What I learnt was that I actually quite enjoy being myself. It was peaceful. I know it sounds sad, but I finally made the connection that I don’t need other people to survive. Sure, having my parents, brother, grandparents, extended family, and friends really does enrich and improve my life, but in the worst case scenario, I can make it by myself.
And trust me, that’s a crucial thing, because you don’t know it, but the only person you will actually spend your entire life with isn’t your wife or your husband, it’s with yourself. You are with your mind 24-7, 365.
In school, I have been terrified to be alone. To walk to the bathroom or water cooler alone. To go home alone. To not find a partner in a group project. Why? My theory is that I was always fixating on only all the bad stuff: did people like me or not, how I stacked up in comparison to others, etc. My realization was that I should always carry yourself with pride. Don’t be scared to be alone. Enjoy the company of yourself.
But never forget, that just because you like yourself, does not mean that you should believe you’re flawless. You haven’t gained complete mastery of every good quality out there, so don’t stop grinding. This brings me to my next point.
2. Stop complaining.
I think this is something that again, is so relatable. Today with all our capitalist comforts, everyone just enjoys slacking off and making comments like “Man, I’m too tired, I’m not going to study today” or “I don’t feel like going for that run I told myself I would go for, so I won’t.”
Here’s the deal. Instant gratification will always be whispering in your ear, especially when things get tough, and you get tired. Always. And in that moment, when you want to give up, don’t. Keep going. If you feel tired, and don’t want to study or run, do it anyway. Of course, if you’ve been tired for a couple days or weeks, or have had a tiny niggle bothering you for a while, and you think you need some rest, then okay. Take it. But don’t let exhaustion become a habit or a scapegoat.
“And in that moment, when you want to give up, don’t. Keep going.”
Every time exams came around, I wouldn’t study properly, and then I would try to compete with everyone else on who was the least prepared. It was funny at the time, but looking back on it, I’m ashamed of myself. Why wasn’t I giving in my 100%? Why was I patting my own back for not doing what was expected of me? What was wrong with me?
I used to just want to be the best of the average, not the uncommon of the uncommon people. I just wanted results, but without any of the effort. Again, I found a simple fix.
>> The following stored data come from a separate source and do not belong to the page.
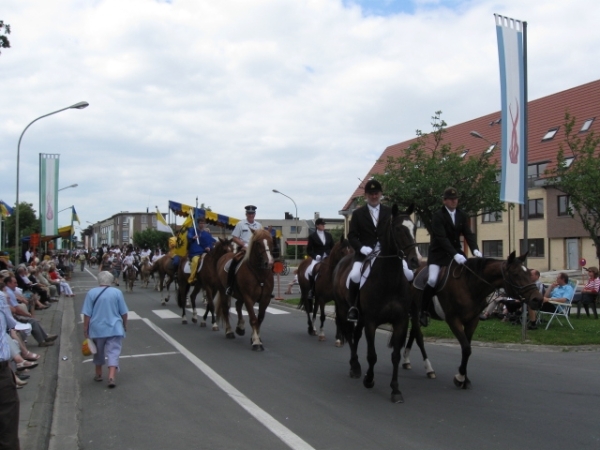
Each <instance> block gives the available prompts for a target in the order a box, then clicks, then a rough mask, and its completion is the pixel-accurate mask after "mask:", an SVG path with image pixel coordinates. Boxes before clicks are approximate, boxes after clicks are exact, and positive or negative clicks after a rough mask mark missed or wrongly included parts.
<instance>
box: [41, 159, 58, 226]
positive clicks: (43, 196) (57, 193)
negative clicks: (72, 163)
mask: <svg viewBox="0 0 600 450" xmlns="http://www.w3.org/2000/svg"><path fill="white" fill-rule="evenodd" d="M59 157H60V155H50V154H46V153H40V219H41V222H42V235H43V236H55V235H56V234H57V232H58V217H57V215H58V214H57V212H58V163H59Z"/></svg>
Stop thinking in that way. I called my hypocrisy out. I took ownership. Extreme ownership. So I got out of bed for the first time. I went for that run. I stopped telling myself that tiredness was an excuse – instead, I turned towards action.
I realised that I had to stop being so vague about my goals. I needed to get precise. I needed to get exact. I needed to express whatever I wanted to express, in as few words and as efficiently as possible. The method I adopted to achieve this is yet again, simple: Writing things down.
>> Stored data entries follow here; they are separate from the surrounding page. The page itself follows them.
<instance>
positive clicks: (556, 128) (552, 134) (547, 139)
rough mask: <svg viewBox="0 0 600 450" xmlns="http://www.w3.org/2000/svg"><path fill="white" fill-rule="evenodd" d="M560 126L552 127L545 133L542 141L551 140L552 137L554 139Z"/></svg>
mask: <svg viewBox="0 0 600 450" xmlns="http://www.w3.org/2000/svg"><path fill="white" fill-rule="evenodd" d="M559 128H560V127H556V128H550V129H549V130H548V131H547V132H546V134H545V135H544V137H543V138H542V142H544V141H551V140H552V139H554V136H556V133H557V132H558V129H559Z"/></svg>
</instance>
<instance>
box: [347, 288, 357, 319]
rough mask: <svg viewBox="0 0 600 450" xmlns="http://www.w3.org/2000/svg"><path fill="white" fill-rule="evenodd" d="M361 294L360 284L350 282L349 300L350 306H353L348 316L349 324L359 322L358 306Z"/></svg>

Go and find a spare notebook. You have a goal? How are you going to achieve it? Don’t say you’ll do it through “hard work,” because that’s a given. You need to identify the specifics. How are you going to make time to work on this project? What time are you going to wake up? What are you doing on Monday? What are you doing on Tuesday? List it out. Who all can help you in this? Find out.
Do your research. Write down those names.
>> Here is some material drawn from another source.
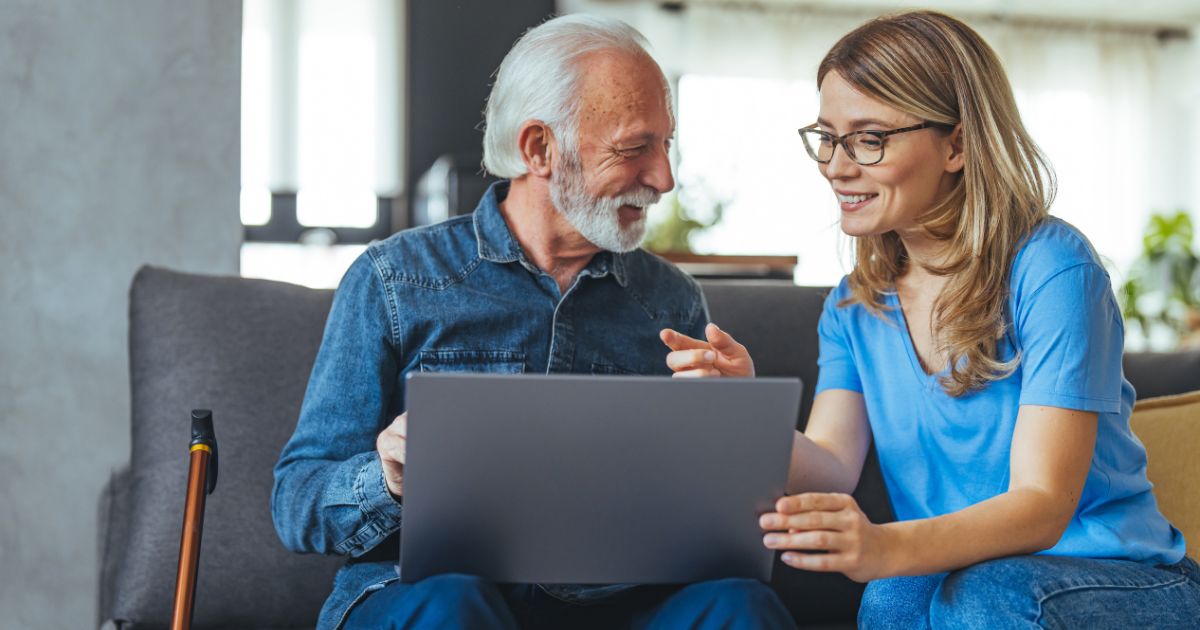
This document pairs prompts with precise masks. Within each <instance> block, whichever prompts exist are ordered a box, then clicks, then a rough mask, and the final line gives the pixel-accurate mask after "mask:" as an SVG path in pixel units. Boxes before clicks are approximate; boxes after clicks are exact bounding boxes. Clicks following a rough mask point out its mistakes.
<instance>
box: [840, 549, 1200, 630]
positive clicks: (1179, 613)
mask: <svg viewBox="0 0 1200 630" xmlns="http://www.w3.org/2000/svg"><path fill="white" fill-rule="evenodd" d="M858 626H859V628H860V629H868V630H869V629H874V628H888V629H890V628H902V629H908V628H914V629H922V628H935V629H941V628H954V629H959V628H986V629H1008V628H1021V629H1032V628H1087V629H1106V628H1112V629H1117V628H1120V629H1130V628H1132V629H1147V630H1148V629H1154V630H1162V629H1168V628H1188V629H1196V628H1200V566H1198V565H1196V563H1195V562H1193V560H1192V559H1190V558H1183V560H1181V562H1178V563H1177V564H1172V565H1158V566H1156V565H1148V564H1141V563H1135V562H1129V560H1100V559H1090V558H1067V557H1055V556H1019V557H1014V558H1002V559H997V560H989V562H984V563H979V564H976V565H972V566H968V568H966V569H960V570H958V571H952V572H949V574H936V575H925V576H913V577H889V578H887V580H876V581H874V582H871V583H870V584H868V587H866V593H864V595H863V604H862V606H860V607H859V610H858Z"/></svg>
3. Watch Jocko Willink and David Goggins.
Jocko and Goggins are my heroes. Everything I’ve listed out above, much of what I’ve learnt this year, is largely due to their influence. Before you just listen to 2 minutes of them and pass them off as “motivational crap,” I implore you to listen and get to the root of what they are saying: Discipline equals freedom.
They reinforce the fact that yes, if you have a dream, sure you need to focus on the “big picture,” but what really matters is what you do every single day. “Repetition everyday,” as Goggins screams while doing pull-ups, or “The clock is ticking,” as Jocko says. But even more than that, they emphasize on how discipline isn’t about going running everyday, but more like despite stopping for a couple days because you were on holiday, you just picked up from where you left off. You didn’t use it as an excuse to give up.
Their advice is so straightforward, so well organized and delivered. Everytime I’m unsure of what to do, I listen and get confirmation on the way I need to handle the situation. Everytime I’m tired and don’t want to do the work, they help me to get back on the grind. They help you to act on what you already know you should be acting on. In the words of some guy on YouTube, “There is no man that motivates me more [than Jocko].”
Just for the record, my own execution of these points isn’t the best, and I’m still a work in progress. But I’m just happy I’m on the journey, and I would like to think I’ve encouraged you guys into at least considering implementing what I’ve been talking about. I wish you all the best if you wish to pursue these ideals. I hope to write again, sooner rather than later. Stay strong and sober my friends.